House panel eyes reparations

WASHINGTON (AP) — Lawmakers on Wednesday held the first congressional hearing in more than a decade on reparations, spotlighting the debate over whether the United States should consider compensation for the descendants of slaves in the United States.

The witnesses at the House Judiciary subcommittee included actor and activist Danny Glover, writer Ta-Nehisi Coates and Sen. Cory Booker of New Jersey, a Democratic presidential candidate.

Coates, who drew new attention to the issue with his essay “The Case for Reparations,” published in The Atlantic magazine in 2014, told the panel “it’s impossible to imagine America without the inheritance of slavery.”

“The matter of reparations is one of making amends and direct redress but is also a question of citizenship,” Coates said.

But another writer Coleman Hughes, who at times testified over boos from the audience, said black people don’t need “another apology,” but safer neighborhoods, better schools, a less punitive criminal justice system and better health care.

“None of these things can be achieved through reparations for slavery,” said Hughes, who added that he is the descendant of blacks enslaved at Thomas Jefferson’s Monticello.

The hearing comes amid a growing discussion in the Democratic Party about reparations. Several of the party’s presidential candidates have endorsed looking at the idea, though they have stopped short of endorsing direct payouts for African Americans.

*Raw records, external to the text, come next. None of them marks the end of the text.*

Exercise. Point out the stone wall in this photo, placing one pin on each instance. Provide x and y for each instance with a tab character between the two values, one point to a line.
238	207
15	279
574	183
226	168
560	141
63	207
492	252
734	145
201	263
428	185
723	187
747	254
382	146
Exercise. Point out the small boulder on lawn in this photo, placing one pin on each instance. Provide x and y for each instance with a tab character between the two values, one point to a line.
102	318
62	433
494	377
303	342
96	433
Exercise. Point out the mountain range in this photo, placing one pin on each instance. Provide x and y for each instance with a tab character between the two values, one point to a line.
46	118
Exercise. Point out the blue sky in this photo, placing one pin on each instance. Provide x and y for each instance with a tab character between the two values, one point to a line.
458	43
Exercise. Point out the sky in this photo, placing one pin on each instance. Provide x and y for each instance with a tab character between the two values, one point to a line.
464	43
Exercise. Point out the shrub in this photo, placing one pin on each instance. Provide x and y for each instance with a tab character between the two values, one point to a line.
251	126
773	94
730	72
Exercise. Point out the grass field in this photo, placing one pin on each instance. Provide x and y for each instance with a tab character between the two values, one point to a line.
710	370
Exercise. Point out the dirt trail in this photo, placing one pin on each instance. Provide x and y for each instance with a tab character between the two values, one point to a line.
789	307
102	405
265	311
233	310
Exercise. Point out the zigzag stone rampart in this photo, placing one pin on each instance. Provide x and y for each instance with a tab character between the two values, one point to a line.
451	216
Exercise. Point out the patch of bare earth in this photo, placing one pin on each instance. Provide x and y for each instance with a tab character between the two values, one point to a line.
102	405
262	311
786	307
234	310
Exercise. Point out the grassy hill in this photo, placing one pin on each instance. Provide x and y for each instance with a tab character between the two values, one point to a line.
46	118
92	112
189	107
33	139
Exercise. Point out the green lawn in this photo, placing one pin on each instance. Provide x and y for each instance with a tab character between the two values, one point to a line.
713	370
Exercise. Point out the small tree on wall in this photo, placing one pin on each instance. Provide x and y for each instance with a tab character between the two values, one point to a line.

Rep. Sheila Jackson Lee of Texas, who became the sponsor of a measure to study reparations after the retirement of Rep. John Conyers, said black Americans “are the only group that can singularly claim to have been slaves under the auspices of the United States government.” She said Wednesday’s hearing “is not a symbolic action,” but about legitimate legislation that should be signed into law.

“I just simply ask: Why not and why not now?” she said to a packed hearing room.

Visitors lined up to attend. Abibat Rahman-Davies, 20, from Southern California, said she was waiting more than two hours.

“I think that this has been a part of history that we’ve ignored for too long so it’s very important for me to be here and to see this part recognized,” she said.

While reparations has been moving toward the mainstream of the Democratic Party, the idea remains far from widely accepted, both among Democrats and the public at large.

Booker, who testified first, said the U.S has “yet to truly acknowledge and grapple with the racism and white supremacy that tainted this country’s founding and continues to cause persistent and deep racial disparities and inequality.”

“The stain of slavery was not just inked in bloodshed . but in policies that have disadvantaged African Americans for generations,” he said.

In a Point Taken-Marist poll conducted in 2016, 68 percent of Americans said the country should not pay cash reparations to African American descendants of slaves to make up for the harm caused by slavery and racial discrimination. About 8 in 10 white Americans said they were opposed to reparations, while about 6 in 10 black Americans said they were in favor.

Rep. Mike Johnson of Louisiana, the top Republican on the panel, said he respects the beliefs of those who support reparations. He called America’s history with slavery “regrettable and shameful.”

But he said paying monetary reparations for the “sins of a small subset of Americans from many generations ago” would be unfair, difficult to carry out in practice and, in his view, likely unconstitutional.

House Majority Leader Steny Hoyer on Wednesday called reparations a “serious issue” and said he expects the resolution will see a vote in the House, but it appears to have no chance of advancing in the Senate.

Senate Majority Leader Mitch McConnell said Tuesday that he opposes reparations, telling reporters: “I don’t want reparations for something that happened 150 years ago. We’ve tried to deal with the original sin of slavery by passing civil rights legislation” and electing an African American president, Barack Obama.